A webcam on Kerry County Council’s site facilitates 68 trackers, while eight departmental websites use the social sharing tool ShareThis, which opens a back door to more than 20 ad tech companies.
The ShareThis cookie, for example, is used to provide information about users to third parties to facilitate real-time bidding for advertisers, according to CookieBot. Trackers from multiple online advertising and data analytics companies were found across the websites.
“Some level of third party measurement is, to some level, excusable, but what we’re seeing goes well beyond that,” said Johnny Ryan, chief policy officer with privacy-driven web browser Brave.
Mr O’Brien said that “government departments need to be showing models of good practice and setting the bar higher, it’s inexcusable”.
“Once the data is in the ad tech domain, it’s very difficult to control what downstream use that is used for. You can’t take the eggs out of the omelette.”
He criticised the public privacy policies of government departments which were found to have a lot of trackers on their sites. The DBEI policy, he said, had 1.44 words in it for every tracker found on its site, which he said was “frankly an appalling lack of effort to demonstrate a model of good practice”.
CookieBot founder Daniel Johannsen said people use government sites to “seek guidance on vulnerable and deeply personal matters”, and that users must be well informed and give consent to be tracked.
Asked for comment, some government departments and local authorities said they were reviewing cookie policies and investigating trackers on their sites. All said they value user privacy, while others said they used cookies solely for website maintenance and analytics.
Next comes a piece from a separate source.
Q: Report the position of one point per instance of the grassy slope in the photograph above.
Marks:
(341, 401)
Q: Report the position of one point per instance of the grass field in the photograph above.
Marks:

Mr Ryan told The Irish Times that the online ad industry handled hundreds of billions of ads every day, and was worth €13 billion a year.
He called on the European Council of Ministers to back proposals from the European Commission on ePrivacy which would strengthen consumer rights in the area.
There are also concerns that data gathered from the users of government websites could be used by other third parties, for example banks. “If this data is included in risk datasets or used in algorithmic profiling by lenders, the fact someone has looked at housing assistance payment or family income supplement sites, that could be something that factors into the type of services available to them,” Mr O’Brien said.
Data for profit
Sean Blanchfield, an Irish technology entrepreneur who founded and later sold advertising analytics firm PageFair, said that in addition to specialist data-mining companies, the research showed that Irish state websites had trackers from the likes of Google, Facebook and Twitter.
“It’s less likely [this data] will end up in some credit rating agency’s hands, but these larger household names will keep it and use it for their own profit”.
Some government departments and local authorities told The Irish Times they had begun taking action already.
Cavan County Council said it was removing functionalities which had allowed in trackers, as did Fingal County Council.
The Department of Education said it used cookies for analytics and security reasons, and was removing sharing functions from its site, while DBEI said that it is examining potential issues relating to tracking technologies on its site.
The Department of Justice said it monitors web traffic using Google Analytics to help it improve its site, as did Leitrim County Council.
The Department of Culture, Heritage and the Gaeltacht said it continuously reviews its policies, while the Department of Employment Affairs and Social Protection said users consent to cookies on its site, and it provides information on them via a privacy statement.